Weaver followed the family tradition of attending Bob Jones University. Her parents returned to Greenville a few years later. Upon graduating from college, Weaver went to Washington, D.C. and went to work for then-Rep. Jim DeMint from South Carolina, who was elected to the Senate a few years later. Weaver worked for DeMint in Washington for seven years and then returned to South Carolina, where she served as his state director. When DeMint retired from the Senate, Weaver decided to do something new, and in 2013, the former Senator helped her launch Palmetto Promise Institute, an organization dedicated to promoting “a free and flourishing South Carolina, where every individual has the opportunity to reach their full, God-given potential.”

A third-generation graduate of Bob Jones University, Weaver worked for former Senator Jim DeMint in Washington, D.C., and South Carolina.

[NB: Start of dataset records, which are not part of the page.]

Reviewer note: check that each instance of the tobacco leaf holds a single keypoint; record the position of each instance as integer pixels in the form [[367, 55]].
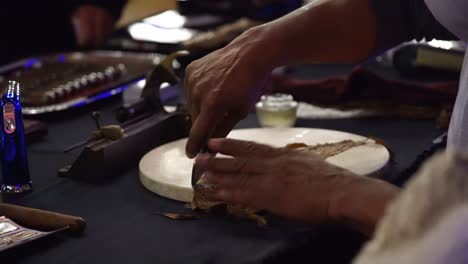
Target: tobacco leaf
[[175, 216]]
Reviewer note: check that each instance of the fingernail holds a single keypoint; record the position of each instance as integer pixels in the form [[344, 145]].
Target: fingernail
[[204, 186], [190, 155], [202, 157]]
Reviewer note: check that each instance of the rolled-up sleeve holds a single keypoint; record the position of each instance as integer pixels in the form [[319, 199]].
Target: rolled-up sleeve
[[405, 20]]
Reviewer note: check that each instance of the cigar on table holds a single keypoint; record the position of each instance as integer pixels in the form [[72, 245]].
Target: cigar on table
[[41, 219]]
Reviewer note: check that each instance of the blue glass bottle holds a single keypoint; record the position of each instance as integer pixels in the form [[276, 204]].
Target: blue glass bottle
[[15, 169]]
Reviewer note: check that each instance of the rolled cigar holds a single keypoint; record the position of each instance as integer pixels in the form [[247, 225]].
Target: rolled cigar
[[41, 219]]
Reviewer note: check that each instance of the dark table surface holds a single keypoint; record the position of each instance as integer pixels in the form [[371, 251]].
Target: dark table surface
[[123, 224]]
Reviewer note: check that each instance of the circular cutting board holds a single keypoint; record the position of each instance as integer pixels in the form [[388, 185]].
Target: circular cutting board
[[167, 171]]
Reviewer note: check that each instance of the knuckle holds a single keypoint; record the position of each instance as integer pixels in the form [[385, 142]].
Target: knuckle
[[212, 99], [240, 165], [250, 146]]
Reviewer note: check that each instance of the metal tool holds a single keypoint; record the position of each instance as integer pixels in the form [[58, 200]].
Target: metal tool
[[150, 100], [15, 169], [197, 172]]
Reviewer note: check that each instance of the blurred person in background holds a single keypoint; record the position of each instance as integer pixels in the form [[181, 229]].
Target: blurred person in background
[[33, 27]]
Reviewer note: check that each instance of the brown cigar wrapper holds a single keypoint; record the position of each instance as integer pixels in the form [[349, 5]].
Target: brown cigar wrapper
[[41, 219]]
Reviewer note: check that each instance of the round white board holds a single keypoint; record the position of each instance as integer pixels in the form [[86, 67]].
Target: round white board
[[167, 171]]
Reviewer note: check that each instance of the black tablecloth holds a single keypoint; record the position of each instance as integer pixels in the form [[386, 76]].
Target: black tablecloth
[[124, 227]]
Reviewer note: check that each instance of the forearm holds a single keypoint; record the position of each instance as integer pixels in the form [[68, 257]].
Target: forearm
[[361, 204], [326, 31]]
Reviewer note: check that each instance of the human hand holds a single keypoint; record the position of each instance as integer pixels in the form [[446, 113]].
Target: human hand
[[222, 86], [92, 25], [290, 183]]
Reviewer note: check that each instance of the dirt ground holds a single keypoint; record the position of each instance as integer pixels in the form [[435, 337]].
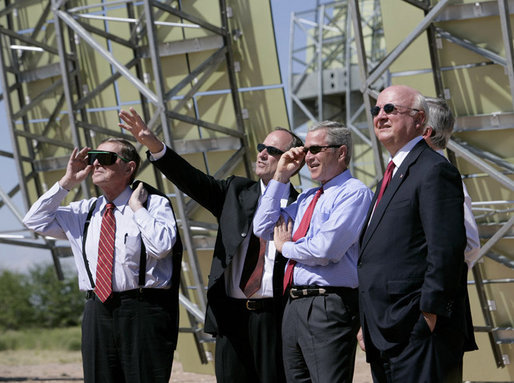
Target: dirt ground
[[59, 367]]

When DeMint retired from the Senate, Weaver founded the Palmetto Institute.

“It’s a state-based think tank,” Weaver explained. “We focused on a lot of different issues that would promote a free and flourishing South Carolina, but education was always my ‘heart’ issue and the issue that I was most passionate about. We have too many students who are being failed here in South Carolina, who are not getting the education that they need, and my passion is to change that.” Weaver began to think about running for the office of Superintendent of Education. “It seems like we just kept having the same conversations over and over and over again,” Weaver recalls, “and we never really moved the needle on what matters most, which is student performance. And so, I said, ‘I can sit back and complain about the issue, or I can put myself out there and throw my name in the hat.’”

Weaver was endorsed by Senator Tim Scott; former Governor, UN Ambassador, and now presidential candidate Nikki Haley; and of course former Senator Jim DeMint. Weaver had established a reputation as a strong education advocate on the SC Education Oversight Committee, a nonpartisan collection of appointees charged with improving education, and she proved a prodigious fundraiser. 

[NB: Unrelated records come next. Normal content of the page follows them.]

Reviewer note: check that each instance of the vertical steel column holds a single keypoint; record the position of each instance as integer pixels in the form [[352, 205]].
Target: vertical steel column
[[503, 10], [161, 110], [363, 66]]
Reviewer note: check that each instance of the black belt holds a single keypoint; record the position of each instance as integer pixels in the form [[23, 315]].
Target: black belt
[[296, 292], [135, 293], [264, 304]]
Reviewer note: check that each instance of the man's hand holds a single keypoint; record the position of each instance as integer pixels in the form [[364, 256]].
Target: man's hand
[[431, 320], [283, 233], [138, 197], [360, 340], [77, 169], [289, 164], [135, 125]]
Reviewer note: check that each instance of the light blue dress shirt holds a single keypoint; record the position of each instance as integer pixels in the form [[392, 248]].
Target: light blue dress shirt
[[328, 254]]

But her challengers raised a thorny issue: the state of South Carolina requires that whoever holds the position of education superintendent have a master’s degree. Weaver worked and obtained the degree online at her alma mater, Bob Jones University, in record time. Her opponents cried foul. Weaver turned the controversy to her advantage, emphasizing the value and flexibility provided by online degrees.

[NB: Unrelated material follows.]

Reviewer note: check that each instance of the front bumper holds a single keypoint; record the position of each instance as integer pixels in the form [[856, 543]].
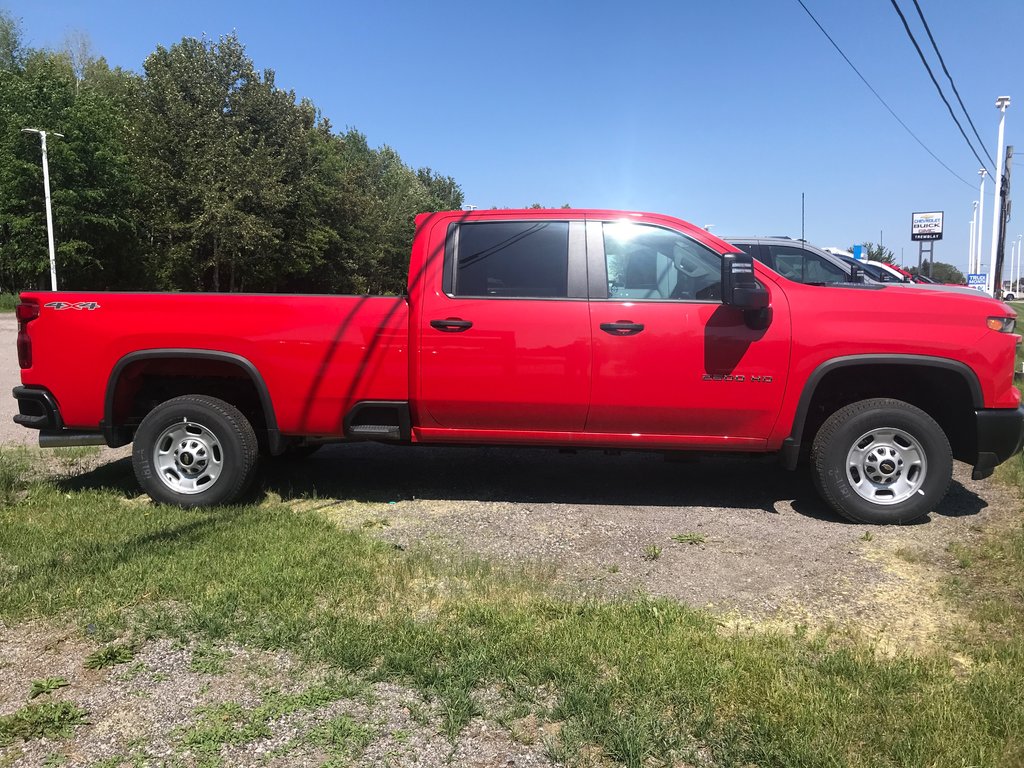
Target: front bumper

“Online degrees are, in many ways, I think the wave of the future, especially for busy professionals who don’t have time to quit their job and go back to school full-time,” she tells IWF. “So, for about six months I worked dawn to dusk, I got up at five o’clock every morning, and I was going to bed around 11:30 or 12 every night to do everything that I had to do to work a job, to run a campaign, and to do the work that was required of me in this online master’s degree. But I did every stitch of work that was required and I am so honestly thankful for the opportunity that I had to do it, because it made me prove my mettle. I told folks on the campaign trail, ‘This is a down payment on how hard I am willing to work to get a job done that I am given to do. This is an illustration of what I will do every day as your superintendent. I will give it 150 percent of my best effort.’ I’m incredibly proud of the degree. I’m actually sitting here looking at it on my office wall right now.”

When it comes to education, Weaver has practiced in her own life what she preaches in the public sphere—and as a result, more children in South Carolina will have the opportunity to gain basic literacy, and perhaps, become youthful bookworms—just like Ellen Weaver was before she embarked on her career of public service.